P179 - Novel Stem Cell Sources for Cartilage Restoration: Human Dental Pulp Stem Cells Systematic Review
Symptomatic cartilage lesions and early osteoarthritis are a musculoskeletal issue with both significant clinical and considerable economic burden. While cartilage repair has the potential for symptomatic improvement and delay of joint replacement, complete regeneration of hyaline cartilage has been an elusive goal. Choice of harvesting site might influence the cells’ abilities to modulate immunologic and inflammatory response. Recently, dental pulp has been shown to contain a stem cell niche containing dental pulp stem cells (DPSCs) that maintain their self-renewal capacity due to the active environment in the dental pulp of deciduous teeth. The aim of this study was to critically review the current literature on the potential and limitations of dental pulp derived mesenchymal stem cells for cell-based therapies in cartilage regeneration.
Methods and Materials
An electronic customized search of scientific articles was conducted using PubMed/ MEDLINE and EMBASE databases from their inception to December 2018. Inclusion criteria were applied and the manuscripts that described dental pulp stem cells usage for cartilage treatment were selected for complete evaluation. The articles were classified according to scaffold used, experimental model, features of chondrogenic differentiation, local of the defect, cartilage evaluation and results. After application of eligibility criteria, a total of 9 studies were selected and fully analyzed.
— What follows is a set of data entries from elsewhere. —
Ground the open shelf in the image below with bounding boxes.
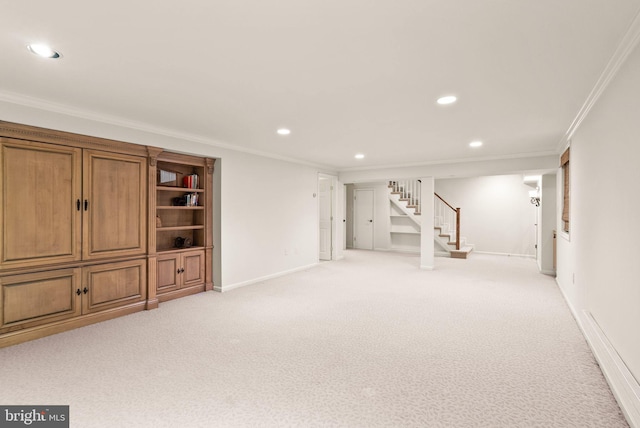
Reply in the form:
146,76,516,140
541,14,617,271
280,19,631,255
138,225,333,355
157,226,204,231
157,206,204,210
157,186,204,192
156,245,205,254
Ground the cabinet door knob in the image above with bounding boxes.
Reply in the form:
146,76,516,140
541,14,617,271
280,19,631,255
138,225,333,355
76,199,81,211
180,268,185,273
83,287,89,294
84,200,89,211
76,289,82,296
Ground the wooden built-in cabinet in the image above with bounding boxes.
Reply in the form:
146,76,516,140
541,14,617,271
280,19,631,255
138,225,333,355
0,139,147,268
82,259,147,314
1,139,82,268
0,121,214,347
0,259,146,335
83,150,147,260
0,268,82,334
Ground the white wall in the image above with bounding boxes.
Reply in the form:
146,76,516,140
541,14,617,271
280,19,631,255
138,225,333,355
212,156,222,288
221,150,319,289
556,37,640,388
435,175,537,256
538,173,557,274
0,101,322,291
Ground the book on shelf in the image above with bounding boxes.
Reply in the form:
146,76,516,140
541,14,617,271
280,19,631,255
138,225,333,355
183,174,199,189
186,193,199,207
171,193,199,207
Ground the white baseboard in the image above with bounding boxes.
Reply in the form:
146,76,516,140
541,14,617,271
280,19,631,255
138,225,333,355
540,269,557,276
581,311,640,427
555,278,640,427
420,264,434,270
389,247,420,254
473,251,535,258
213,263,319,293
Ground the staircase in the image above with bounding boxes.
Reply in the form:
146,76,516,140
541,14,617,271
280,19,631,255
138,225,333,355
388,180,422,219
388,180,421,253
433,192,473,259
388,180,473,259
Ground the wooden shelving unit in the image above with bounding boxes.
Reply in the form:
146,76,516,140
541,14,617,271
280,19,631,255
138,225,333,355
147,150,214,307
0,121,216,347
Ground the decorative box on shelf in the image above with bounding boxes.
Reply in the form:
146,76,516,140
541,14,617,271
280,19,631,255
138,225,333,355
157,168,183,187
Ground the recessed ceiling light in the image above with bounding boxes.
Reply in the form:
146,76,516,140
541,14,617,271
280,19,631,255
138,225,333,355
355,154,365,159
469,140,483,148
437,95,457,105
27,44,61,59
276,128,291,135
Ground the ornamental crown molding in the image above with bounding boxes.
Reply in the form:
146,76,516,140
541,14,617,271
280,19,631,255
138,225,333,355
558,9,640,152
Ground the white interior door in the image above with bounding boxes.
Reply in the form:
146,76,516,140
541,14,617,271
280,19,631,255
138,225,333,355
319,178,332,260
354,189,374,250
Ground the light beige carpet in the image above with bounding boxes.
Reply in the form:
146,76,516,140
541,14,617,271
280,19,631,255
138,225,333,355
0,251,628,427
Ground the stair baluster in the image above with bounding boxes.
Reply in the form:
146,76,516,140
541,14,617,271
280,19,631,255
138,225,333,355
434,193,460,250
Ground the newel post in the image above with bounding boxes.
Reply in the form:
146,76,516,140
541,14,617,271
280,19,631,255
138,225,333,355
455,208,461,250
420,177,435,270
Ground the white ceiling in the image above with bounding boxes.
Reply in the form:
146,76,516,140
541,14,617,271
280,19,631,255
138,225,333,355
1,1,639,170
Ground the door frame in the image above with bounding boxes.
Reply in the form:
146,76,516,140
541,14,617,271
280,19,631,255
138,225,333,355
318,175,333,261
317,173,344,261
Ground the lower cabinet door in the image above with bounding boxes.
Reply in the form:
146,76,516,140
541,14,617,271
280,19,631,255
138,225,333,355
156,250,205,295
156,254,180,294
82,259,147,314
182,250,204,287
0,268,82,334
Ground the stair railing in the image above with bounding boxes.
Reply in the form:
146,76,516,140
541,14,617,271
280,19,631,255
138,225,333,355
389,179,421,214
434,193,460,250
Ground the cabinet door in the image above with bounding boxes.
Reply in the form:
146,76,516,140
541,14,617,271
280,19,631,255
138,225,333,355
83,150,147,259
0,268,82,334
1,139,82,269
82,259,147,314
156,250,204,295
182,250,204,287
156,253,180,294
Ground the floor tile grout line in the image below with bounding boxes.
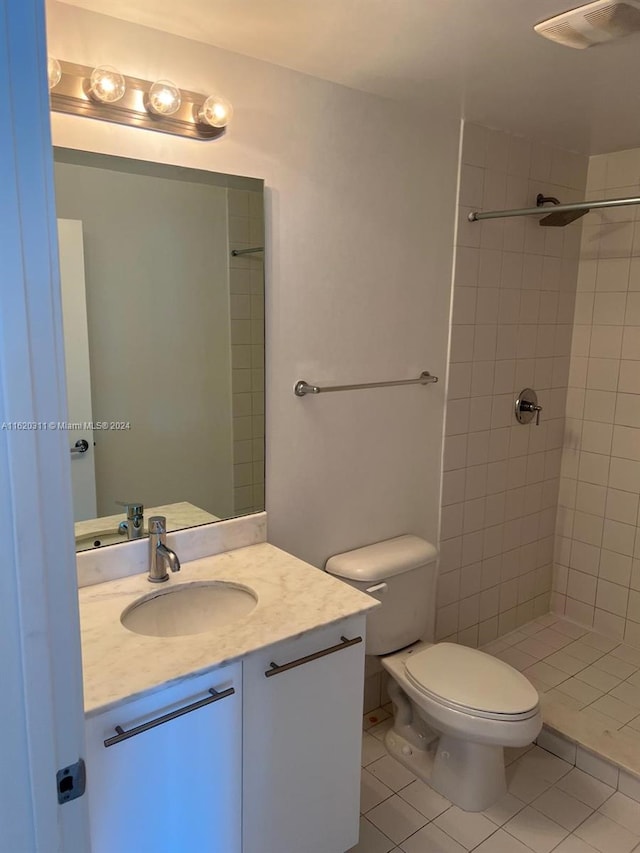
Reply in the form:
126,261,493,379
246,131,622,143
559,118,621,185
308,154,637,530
361,775,417,818
483,615,640,771
359,615,640,852
358,814,397,850
400,808,503,853
359,735,638,853
500,821,569,853
488,776,625,853
527,789,601,840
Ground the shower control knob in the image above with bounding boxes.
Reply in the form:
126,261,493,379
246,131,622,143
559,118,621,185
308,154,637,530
519,400,542,425
515,388,542,426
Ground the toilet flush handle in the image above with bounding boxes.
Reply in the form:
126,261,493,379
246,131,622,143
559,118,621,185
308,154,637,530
365,582,388,595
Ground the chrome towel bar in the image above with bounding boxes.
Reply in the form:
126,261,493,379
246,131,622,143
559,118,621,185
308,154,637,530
231,246,264,256
294,371,438,397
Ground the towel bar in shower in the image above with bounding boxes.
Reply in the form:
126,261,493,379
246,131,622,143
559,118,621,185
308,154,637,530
294,371,438,397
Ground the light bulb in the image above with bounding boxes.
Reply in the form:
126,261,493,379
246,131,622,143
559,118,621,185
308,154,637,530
89,65,126,103
48,56,62,90
147,80,181,116
198,94,233,128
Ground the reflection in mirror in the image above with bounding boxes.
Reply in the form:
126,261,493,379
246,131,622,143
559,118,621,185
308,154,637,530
53,149,265,551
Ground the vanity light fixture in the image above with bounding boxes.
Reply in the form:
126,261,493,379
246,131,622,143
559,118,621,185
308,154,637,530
146,79,182,116
88,65,126,103
198,94,234,128
48,56,62,90
49,61,231,141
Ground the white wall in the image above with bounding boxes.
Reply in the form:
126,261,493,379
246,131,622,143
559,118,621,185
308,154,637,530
46,2,460,568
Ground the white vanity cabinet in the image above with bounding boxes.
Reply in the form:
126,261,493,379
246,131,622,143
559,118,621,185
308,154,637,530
85,662,241,853
242,615,367,853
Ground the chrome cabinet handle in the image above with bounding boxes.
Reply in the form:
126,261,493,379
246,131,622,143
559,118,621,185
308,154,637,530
265,635,362,678
104,686,235,747
70,439,89,454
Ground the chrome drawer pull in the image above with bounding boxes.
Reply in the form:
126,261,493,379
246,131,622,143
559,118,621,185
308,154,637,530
104,686,235,747
265,635,362,678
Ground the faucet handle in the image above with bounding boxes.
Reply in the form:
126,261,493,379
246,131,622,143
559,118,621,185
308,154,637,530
148,516,167,535
116,500,144,519
515,389,543,426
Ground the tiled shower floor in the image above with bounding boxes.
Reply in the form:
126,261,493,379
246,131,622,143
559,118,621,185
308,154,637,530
352,722,640,853
482,613,640,775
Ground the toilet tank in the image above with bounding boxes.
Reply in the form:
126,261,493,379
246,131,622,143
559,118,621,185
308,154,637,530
325,535,438,655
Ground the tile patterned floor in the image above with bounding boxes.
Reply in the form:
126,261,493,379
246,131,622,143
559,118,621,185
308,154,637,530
351,718,640,853
350,611,640,852
482,613,640,743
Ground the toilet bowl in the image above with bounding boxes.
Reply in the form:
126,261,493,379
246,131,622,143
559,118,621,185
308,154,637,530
382,640,541,810
326,535,542,812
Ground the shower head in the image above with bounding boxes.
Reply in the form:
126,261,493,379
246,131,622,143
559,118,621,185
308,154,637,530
539,208,590,226
536,194,590,227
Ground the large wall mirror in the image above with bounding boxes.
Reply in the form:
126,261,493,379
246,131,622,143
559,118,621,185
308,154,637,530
53,149,265,551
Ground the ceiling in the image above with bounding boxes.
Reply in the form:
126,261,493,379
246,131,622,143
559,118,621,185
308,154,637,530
58,0,640,153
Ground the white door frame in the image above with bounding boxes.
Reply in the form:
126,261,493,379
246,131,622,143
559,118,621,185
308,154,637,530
0,2,90,850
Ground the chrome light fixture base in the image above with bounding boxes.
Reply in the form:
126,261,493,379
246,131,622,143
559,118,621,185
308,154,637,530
50,61,227,142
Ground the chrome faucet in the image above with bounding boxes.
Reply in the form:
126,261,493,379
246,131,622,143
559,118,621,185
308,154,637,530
117,501,144,540
148,516,181,583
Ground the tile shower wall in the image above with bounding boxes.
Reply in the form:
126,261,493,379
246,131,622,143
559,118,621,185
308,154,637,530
228,188,265,515
554,146,640,647
437,123,587,647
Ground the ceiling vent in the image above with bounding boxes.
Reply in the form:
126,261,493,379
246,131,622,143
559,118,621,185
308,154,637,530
535,0,640,48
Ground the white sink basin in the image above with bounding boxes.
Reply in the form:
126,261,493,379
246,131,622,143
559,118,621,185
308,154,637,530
121,581,258,637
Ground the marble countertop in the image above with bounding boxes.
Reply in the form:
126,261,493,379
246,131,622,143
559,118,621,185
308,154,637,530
79,542,377,716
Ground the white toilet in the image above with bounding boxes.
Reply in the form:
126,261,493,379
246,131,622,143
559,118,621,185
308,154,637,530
326,535,542,812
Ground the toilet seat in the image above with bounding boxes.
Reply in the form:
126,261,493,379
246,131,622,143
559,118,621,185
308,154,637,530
404,643,539,722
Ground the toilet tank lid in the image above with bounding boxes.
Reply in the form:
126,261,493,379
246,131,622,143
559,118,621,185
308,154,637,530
325,535,437,582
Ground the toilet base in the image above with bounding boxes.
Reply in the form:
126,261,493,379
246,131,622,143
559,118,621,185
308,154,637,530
384,727,435,786
384,727,507,812
432,735,506,811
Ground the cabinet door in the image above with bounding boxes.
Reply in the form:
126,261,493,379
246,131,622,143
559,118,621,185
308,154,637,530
85,663,241,853
243,616,366,853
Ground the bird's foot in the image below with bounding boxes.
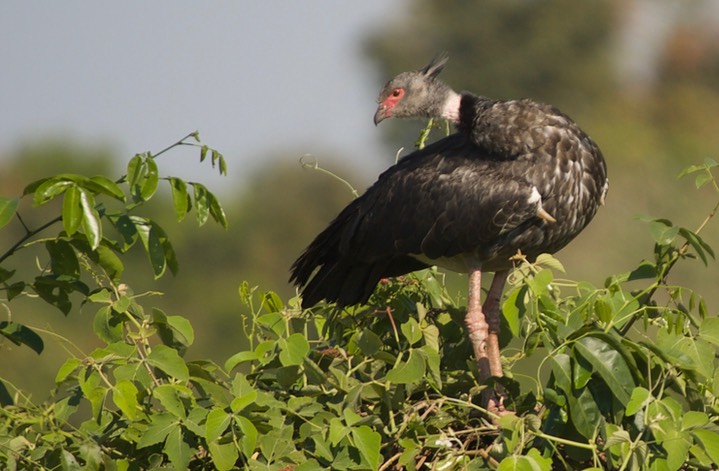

A variety of animal models were used, including mice, rat, rabbit and miniature pig, to evaluate repair quality and safety of human DPSCs for the repair of cartilage defects. Among manuscripts, six studies created local chondral defects in small animal models, while two studies focused on translational models for cartilage tissue engineering.
Transplantation and preclinical trials have demonstrated the strong potential for regenerative tissue-engineering protocols using dental pulp stem cells. The pre-clinical evidence discussed in this study provides a solid foundation for future clinical trials.